While some of what they anticipated and assumed was proven wrong, their expectations were met in other ways. Alongside Debord, we read Garnette Cadogan’s essay “Walking While Black,” in which he reflects on the structural limits of his ability to simply drift as a person of color. A dérive is an avant-garde act—both because it disrupts the way we’re programmed to move through space habitually, and because the person doing it is aware of the markers of privilege such as class, gender, race and sexuality that allow for (or don’t) “the liberation of everyday life,” to again quote Debord. My students, attending a Hispanic and Minority Serving Institution, are always keenly aware of how they move through space, and this assignment affirmed that. They identified with Cadogan, as well as with Lucy, Jamaica Kincaid’s eponymous character, who we’d encountered earlier in the semester. Wrote one student:

“While there were women in the area, I was the only Black woman on the street for what felt like a long time. In New York City, you would think diversity would be everywhere you go, but I did not see that. Like Lucy, I felt like I was a visitor because I was Black.
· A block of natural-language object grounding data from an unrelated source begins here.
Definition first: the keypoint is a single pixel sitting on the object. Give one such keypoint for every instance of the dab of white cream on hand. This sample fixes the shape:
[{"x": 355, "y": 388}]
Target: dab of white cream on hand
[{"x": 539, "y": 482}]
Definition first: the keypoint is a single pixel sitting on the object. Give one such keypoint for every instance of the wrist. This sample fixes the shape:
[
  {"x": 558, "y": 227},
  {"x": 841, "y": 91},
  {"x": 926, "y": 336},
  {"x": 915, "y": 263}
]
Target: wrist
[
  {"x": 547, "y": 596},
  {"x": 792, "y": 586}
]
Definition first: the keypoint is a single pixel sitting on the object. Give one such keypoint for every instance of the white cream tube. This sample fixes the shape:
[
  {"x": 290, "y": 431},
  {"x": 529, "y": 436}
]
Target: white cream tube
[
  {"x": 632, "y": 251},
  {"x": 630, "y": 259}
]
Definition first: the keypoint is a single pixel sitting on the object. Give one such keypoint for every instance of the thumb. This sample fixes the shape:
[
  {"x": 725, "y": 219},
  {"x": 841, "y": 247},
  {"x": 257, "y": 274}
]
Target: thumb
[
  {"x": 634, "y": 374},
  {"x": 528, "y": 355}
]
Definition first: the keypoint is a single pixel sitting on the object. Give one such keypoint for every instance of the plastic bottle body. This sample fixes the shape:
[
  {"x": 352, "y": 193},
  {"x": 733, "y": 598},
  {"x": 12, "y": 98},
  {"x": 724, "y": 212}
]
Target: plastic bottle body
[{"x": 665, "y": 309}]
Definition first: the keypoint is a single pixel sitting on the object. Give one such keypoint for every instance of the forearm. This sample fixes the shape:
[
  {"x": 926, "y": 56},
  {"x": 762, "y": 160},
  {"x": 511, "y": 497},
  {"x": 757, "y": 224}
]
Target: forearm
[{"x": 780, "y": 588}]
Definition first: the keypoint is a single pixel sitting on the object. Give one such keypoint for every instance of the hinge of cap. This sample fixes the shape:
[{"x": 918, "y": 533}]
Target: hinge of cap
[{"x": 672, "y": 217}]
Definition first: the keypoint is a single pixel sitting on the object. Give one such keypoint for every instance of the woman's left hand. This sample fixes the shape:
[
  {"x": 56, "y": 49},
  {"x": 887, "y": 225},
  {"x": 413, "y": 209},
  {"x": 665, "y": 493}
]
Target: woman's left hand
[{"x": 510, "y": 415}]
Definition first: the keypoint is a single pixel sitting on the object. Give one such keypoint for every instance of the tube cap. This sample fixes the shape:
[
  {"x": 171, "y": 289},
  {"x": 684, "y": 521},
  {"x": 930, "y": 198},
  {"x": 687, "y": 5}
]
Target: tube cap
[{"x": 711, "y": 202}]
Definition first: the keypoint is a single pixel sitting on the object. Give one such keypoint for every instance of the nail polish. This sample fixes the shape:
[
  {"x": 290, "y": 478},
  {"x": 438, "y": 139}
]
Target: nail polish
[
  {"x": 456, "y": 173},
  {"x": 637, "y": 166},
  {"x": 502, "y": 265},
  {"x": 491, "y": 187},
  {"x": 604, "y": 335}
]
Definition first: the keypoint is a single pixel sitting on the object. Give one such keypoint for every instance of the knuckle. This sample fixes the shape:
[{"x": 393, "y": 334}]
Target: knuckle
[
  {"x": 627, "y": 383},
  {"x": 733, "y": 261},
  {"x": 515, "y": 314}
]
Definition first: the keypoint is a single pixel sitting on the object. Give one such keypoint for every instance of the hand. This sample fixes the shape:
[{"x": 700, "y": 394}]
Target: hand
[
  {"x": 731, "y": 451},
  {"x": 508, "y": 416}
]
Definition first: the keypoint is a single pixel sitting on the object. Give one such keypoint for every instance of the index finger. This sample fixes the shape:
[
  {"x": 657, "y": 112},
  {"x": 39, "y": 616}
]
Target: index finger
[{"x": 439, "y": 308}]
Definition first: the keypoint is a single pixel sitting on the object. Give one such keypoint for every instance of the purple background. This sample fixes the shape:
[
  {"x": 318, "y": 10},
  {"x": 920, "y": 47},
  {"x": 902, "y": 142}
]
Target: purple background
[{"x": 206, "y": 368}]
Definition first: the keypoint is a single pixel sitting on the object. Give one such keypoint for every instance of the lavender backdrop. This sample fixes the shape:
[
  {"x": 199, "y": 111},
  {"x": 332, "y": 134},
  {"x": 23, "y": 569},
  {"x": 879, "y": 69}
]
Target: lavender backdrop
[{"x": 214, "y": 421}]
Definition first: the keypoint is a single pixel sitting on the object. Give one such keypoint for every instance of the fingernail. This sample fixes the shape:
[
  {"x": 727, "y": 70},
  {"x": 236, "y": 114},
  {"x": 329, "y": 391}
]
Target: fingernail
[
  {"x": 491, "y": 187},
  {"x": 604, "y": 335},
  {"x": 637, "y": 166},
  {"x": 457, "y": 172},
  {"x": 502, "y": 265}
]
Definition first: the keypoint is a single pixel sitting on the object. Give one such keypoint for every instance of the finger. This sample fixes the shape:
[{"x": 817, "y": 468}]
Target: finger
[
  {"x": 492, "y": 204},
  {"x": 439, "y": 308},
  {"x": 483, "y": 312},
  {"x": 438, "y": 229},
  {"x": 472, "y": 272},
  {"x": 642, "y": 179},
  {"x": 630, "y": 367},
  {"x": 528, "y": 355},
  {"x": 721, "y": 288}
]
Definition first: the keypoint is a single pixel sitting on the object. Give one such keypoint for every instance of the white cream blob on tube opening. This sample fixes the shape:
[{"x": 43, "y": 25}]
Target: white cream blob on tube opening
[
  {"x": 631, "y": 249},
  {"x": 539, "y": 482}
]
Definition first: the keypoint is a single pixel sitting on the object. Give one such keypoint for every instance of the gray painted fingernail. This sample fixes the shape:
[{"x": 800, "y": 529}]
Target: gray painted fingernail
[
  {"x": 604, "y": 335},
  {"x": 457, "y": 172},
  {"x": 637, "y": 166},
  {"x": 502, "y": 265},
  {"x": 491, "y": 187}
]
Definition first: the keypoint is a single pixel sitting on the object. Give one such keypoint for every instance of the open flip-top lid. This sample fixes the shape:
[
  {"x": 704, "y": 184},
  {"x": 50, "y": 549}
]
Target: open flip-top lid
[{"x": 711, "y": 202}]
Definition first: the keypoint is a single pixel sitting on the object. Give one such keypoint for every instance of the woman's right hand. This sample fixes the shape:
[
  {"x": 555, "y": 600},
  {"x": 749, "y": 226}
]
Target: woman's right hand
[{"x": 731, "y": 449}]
I relate to Lucy in this situation because it was as though I did not belong in this place full of wealth and prestige; not seeing any other people of color was almost confirmation that Wall Street and the area surrounding it was not meant for me … in a place that is supposed to be ‘my city.’”

Our students have been drifting away over the past few years. They have stopped coming to class, lost their connections with one another and turned to artificial intelligence (AI) to do their work. Even in this praxis-based, personal assignment, some students succumbed to the pull of AI and turned in generic descriptions and definitions.

Instead, we want them to drift back to the mindset that doing a dérive demands—being challenged and being challenging. In a way, their pushback befitted the assignment. This kind of drifting requires literally stepping out of your comfort zone in order to overturn what’s known and normal, to discover your curiosity and creativity, and to embrace the original sense of essay writing as just trying something out. At the end of her dérive essay, having let both her body and mind wander, one student wrote what we ultimately hope is true of all the discovery we want for our students: “I was surprised to remember that all of this started with a school assignment.”

Helen Kapstein is a professor of English at John Jay College, The City University of New York (CUNY).